I make frozen Smoothie Packs to guarantee my success and eliminate any possible excuses:

smoothieAlthough this smoothie is fairly easy to throw together in minutes, why not make it even faster by having all the ingredients ready in packets.

  1. Peel the ginger, turmeric, and banana.
  2. Slice the banana in pieces.
  3. Measure out the ingredients for this anti-inflammatory smoothie (with the exception of the milk, which you will add when making the smoothie) and add to resealable plastic baggies.
  4. Place in the freezer and store up to a month.
  5. When ready to make the smoothie, simply add the ingredients to a blender, add dairy-free milk and blend until smooth. Consume immediately.

Tip: You can use fresh or frozen spinach with these make-ahead smoothie packets. If using frozen, use 1/2 cup spinach, as the volume shrinks in the frozen ver-sion.

Benefits of Ginger and Turmeric:

  • Turmeric and ginger are deemed to have powerful benefits for this anti-inflammatory smoothie.
  • Turmeric is a member of the ginger family and has the active ingredient “curcumin”.
  • Ginger is an herb that can be consumed ground, fresh or as juice.
  • Many smoothies for arthritis pain tend to include these ingredients.
  • But additionally, this turmeric green smoothie has flax and chia seeds which contain omega 3 fatty acids.
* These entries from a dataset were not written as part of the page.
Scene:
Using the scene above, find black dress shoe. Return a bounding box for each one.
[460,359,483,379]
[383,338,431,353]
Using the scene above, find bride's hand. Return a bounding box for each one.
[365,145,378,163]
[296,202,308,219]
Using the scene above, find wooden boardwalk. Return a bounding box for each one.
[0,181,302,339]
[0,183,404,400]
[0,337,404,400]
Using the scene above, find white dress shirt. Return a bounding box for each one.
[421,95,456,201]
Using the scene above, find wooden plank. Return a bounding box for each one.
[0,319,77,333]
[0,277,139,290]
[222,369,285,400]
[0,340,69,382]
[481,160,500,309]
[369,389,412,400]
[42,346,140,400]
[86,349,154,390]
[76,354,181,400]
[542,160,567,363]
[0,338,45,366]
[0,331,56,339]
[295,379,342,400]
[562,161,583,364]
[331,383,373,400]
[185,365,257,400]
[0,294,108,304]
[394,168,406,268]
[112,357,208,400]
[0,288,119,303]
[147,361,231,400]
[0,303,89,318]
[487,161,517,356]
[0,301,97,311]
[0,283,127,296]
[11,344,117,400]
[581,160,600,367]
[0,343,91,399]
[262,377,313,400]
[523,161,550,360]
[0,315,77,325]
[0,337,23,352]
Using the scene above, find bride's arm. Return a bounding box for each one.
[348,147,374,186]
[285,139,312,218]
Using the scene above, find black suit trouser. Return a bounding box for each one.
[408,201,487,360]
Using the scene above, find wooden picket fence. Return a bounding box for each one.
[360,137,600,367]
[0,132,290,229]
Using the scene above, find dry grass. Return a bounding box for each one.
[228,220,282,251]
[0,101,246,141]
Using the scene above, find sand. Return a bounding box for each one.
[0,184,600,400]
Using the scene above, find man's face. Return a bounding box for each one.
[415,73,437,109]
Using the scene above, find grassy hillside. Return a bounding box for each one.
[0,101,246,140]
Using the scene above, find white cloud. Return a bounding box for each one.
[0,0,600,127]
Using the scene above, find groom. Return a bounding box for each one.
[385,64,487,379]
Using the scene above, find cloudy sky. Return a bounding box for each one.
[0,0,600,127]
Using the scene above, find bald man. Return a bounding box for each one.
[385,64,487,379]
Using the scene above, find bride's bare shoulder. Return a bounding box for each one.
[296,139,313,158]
Omega 3 fatty acids are considered to have wonderful anti-inflammatory benefits as well.

Best Storage For Ginger and Turmeric

I store my fresh turmeric and ginger by wrapping each in a paper towel, then placing them in a sealed plastic bag and storing it in the fridge for up to a week. It is easy to tell the difference between the two because turmeric has a very bright orange flesh.

Freeze both ginger and turmeric for future use. I peel the turmeric and ginger completely, then cut into small pieces (perfect smoothie size) and store in a resealable plastic bag in the freezer. This provides easy access for many recipes, including smoothies.

What Would Be A Good Drink For Inflammation?

The best would be a drink (smoothie, tea, soup, etc…) that tastes delicious and ALSO has anti-inflammatory ingredients. Delicious Ginger Tea or Turmeric Tea is a great anti-inflammatory tea and afternoon treat.

This anti-inflammatory smoothie is great for an anti-inflammatory breakfast, snack, after a workout. I even have this as a meal replacement during those hectic busy days!



  • 1 cup unsweetened almond milk
  • 1 cup frozen organic wild blue berries, or any berries of your choice
  • 1 frozen banana, sliced
  • ¼ inch piece of fresh ginger (peeled and sliced) I personally add ½ inch piece
  • ¼ inch piece of fresh turmeric (peeled and sliced) again I add ½ inch piece
  • ¼ teaspoon ground cinnamon
  • ½ teaspoon chia seeds
  • ½ teaspoon flax seeds
  • 1 cup fresh baby spinach


Place all ingredients in the blender and blend for several minutes until very smooth.
Pour into a glass and drink up. Enjoy!